Standard Chartered's venture capital division strategically invested in crypto market maker GSR at a $1 billion valuation, becoming its first external strategic shareholder in 13 years.


This event's significance goes far beyond a simple financing: it signals that traditional finance is systematically taking over the liquidity infrastructure of the crypto market.
GSR is one of the few market makers capable of serving both CeFi and DeFi, while Standard Chartered itself is advancing its tokenization platform Libra and plans to launch a $250 million digital asset fund.
This is not just a financial investment but a ticket to enter the tokenized securities market-making ecosystem.
The logic behind it is clear: as RWA and tokenized securities begin to enter Wall Street channels, whoever controls liquidity also controls pricing power.

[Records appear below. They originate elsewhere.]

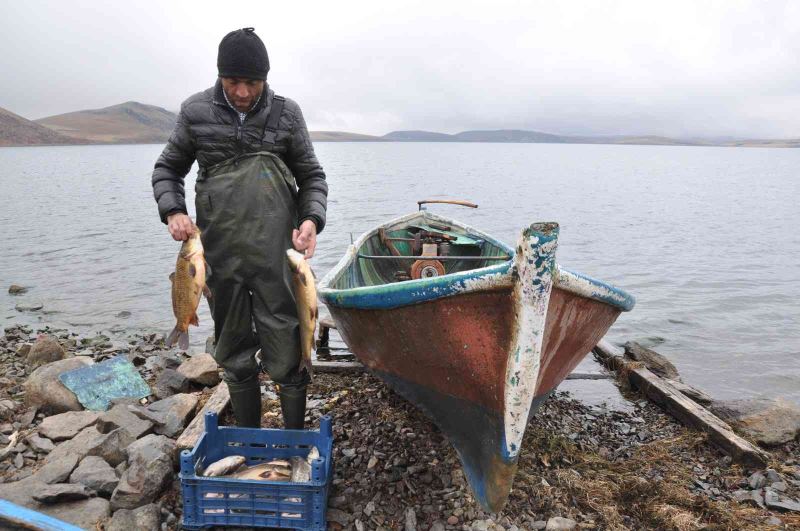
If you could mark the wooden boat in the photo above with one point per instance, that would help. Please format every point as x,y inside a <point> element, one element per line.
<point>475,333</point>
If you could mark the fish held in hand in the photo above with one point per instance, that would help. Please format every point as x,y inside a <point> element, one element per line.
<point>224,466</point>
<point>188,285</point>
<point>305,293</point>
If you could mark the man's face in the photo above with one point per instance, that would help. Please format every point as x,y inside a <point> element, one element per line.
<point>242,92</point>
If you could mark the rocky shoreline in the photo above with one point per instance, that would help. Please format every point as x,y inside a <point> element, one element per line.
<point>582,467</point>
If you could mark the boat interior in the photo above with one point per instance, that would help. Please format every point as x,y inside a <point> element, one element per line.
<point>418,248</point>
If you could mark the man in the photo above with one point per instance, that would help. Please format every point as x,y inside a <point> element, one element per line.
<point>259,191</point>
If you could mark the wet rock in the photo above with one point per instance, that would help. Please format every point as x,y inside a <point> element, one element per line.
<point>57,471</point>
<point>120,416</point>
<point>46,349</point>
<point>44,390</point>
<point>652,360</point>
<point>16,289</point>
<point>170,382</point>
<point>558,523</point>
<point>7,409</point>
<point>176,411</point>
<point>28,306</point>
<point>66,425</point>
<point>145,518</point>
<point>110,446</point>
<point>40,444</point>
<point>767,421</point>
<point>59,492</point>
<point>201,369</point>
<point>96,474</point>
<point>150,469</point>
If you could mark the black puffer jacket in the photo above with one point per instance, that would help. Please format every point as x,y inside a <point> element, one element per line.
<point>209,131</point>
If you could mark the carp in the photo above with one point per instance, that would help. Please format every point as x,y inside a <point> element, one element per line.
<point>305,293</point>
<point>188,284</point>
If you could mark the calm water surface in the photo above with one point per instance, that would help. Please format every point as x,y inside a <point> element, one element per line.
<point>707,239</point>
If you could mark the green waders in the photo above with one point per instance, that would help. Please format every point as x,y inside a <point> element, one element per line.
<point>246,210</point>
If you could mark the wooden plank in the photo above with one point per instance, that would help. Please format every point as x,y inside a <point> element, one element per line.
<point>217,404</point>
<point>682,407</point>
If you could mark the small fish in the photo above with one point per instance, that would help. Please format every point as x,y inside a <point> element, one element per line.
<point>224,466</point>
<point>305,292</point>
<point>188,284</point>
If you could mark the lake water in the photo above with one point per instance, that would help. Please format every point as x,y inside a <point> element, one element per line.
<point>707,239</point>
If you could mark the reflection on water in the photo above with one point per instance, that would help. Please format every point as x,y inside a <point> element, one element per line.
<point>706,238</point>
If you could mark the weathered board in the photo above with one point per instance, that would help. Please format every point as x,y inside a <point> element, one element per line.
<point>683,408</point>
<point>216,404</point>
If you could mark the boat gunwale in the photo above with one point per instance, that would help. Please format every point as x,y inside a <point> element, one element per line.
<point>396,294</point>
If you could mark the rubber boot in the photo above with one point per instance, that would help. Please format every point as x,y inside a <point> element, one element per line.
<point>293,407</point>
<point>246,403</point>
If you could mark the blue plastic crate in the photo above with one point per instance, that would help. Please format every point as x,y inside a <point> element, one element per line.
<point>219,501</point>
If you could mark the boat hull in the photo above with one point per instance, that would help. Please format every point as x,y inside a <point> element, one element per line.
<point>449,357</point>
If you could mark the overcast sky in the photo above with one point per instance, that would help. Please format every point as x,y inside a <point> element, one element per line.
<point>697,68</point>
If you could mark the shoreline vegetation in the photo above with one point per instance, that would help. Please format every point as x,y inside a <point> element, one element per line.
<point>137,123</point>
<point>582,467</point>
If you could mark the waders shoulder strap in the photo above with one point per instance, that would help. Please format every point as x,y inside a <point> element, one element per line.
<point>273,118</point>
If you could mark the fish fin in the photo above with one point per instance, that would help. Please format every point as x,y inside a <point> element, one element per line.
<point>173,336</point>
<point>183,341</point>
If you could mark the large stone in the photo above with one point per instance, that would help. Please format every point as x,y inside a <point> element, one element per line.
<point>170,382</point>
<point>150,469</point>
<point>66,425</point>
<point>652,360</point>
<point>110,446</point>
<point>44,390</point>
<point>57,471</point>
<point>58,492</point>
<point>145,518</point>
<point>46,349</point>
<point>120,416</point>
<point>96,474</point>
<point>201,369</point>
<point>86,514</point>
<point>767,421</point>
<point>176,412</point>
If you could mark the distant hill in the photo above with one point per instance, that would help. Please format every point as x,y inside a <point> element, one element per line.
<point>127,123</point>
<point>339,136</point>
<point>18,131</point>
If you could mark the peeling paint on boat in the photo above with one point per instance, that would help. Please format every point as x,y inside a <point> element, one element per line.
<point>535,265</point>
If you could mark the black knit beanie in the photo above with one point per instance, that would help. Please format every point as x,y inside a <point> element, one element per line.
<point>242,54</point>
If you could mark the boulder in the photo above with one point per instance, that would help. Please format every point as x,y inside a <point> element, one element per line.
<point>770,422</point>
<point>110,446</point>
<point>46,349</point>
<point>119,416</point>
<point>176,411</point>
<point>652,360</point>
<point>16,289</point>
<point>57,471</point>
<point>201,369</point>
<point>150,470</point>
<point>86,514</point>
<point>170,382</point>
<point>96,474</point>
<point>45,391</point>
<point>58,492</point>
<point>145,518</point>
<point>66,425</point>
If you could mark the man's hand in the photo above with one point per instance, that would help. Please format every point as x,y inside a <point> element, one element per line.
<point>305,239</point>
<point>180,227</point>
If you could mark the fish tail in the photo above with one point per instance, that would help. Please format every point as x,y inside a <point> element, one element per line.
<point>179,336</point>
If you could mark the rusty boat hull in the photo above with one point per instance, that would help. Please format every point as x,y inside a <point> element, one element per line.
<point>478,349</point>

Choosing GSR means Standard Chartered is positioning itself in the market-making segment before the explosion of tokenized assets.
Previously, Standard Chartered also invested in another market maker, Keyrock, indicating this is not an isolated move.

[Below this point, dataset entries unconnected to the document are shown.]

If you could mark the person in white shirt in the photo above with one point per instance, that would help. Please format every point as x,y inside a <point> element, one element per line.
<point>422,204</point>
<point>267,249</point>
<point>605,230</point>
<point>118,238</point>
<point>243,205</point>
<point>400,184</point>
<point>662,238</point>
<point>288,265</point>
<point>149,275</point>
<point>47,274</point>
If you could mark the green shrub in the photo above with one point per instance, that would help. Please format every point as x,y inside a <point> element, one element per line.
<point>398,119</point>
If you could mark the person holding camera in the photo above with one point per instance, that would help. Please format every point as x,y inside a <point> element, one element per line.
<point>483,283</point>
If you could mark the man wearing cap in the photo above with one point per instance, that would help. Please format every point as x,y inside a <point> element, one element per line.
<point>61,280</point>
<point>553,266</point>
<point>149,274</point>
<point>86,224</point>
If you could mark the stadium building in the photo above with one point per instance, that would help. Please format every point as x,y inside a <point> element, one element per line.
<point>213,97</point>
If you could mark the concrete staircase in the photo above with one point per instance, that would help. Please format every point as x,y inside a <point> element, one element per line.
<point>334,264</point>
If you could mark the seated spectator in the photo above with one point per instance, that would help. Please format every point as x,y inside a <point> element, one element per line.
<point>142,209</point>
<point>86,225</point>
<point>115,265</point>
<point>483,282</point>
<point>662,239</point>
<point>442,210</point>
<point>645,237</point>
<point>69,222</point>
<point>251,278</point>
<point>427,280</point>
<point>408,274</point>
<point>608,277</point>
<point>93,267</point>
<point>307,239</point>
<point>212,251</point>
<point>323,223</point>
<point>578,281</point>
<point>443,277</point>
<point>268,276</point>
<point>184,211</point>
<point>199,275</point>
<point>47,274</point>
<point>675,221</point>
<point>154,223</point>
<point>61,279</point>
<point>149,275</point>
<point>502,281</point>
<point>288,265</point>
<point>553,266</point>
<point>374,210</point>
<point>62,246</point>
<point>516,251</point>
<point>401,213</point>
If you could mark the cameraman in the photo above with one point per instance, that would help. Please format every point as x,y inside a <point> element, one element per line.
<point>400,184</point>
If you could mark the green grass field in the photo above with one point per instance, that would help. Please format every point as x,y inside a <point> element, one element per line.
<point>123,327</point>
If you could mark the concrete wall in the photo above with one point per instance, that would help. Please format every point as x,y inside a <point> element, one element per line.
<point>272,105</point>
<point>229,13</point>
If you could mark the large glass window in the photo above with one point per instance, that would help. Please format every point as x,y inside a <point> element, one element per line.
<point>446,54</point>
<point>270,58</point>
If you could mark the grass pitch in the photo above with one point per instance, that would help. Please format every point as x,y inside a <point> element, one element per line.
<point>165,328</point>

But caution is needed: the entry of institutional market makers could accelerate market stratification.
Retail investors and small market makers may find it more difficult to access liquidity, with spreads and slippage potentially favoring institutions.
Additionally, whether GSR's valuation is reasonable under the current market environment is also worth monitoring.
This is not a short-term speculative event but another structural signal of the integration of traditional finance and crypto.
When banks start pricing market makers, it indicates Wall Street no longer views crypto as a marginal asset.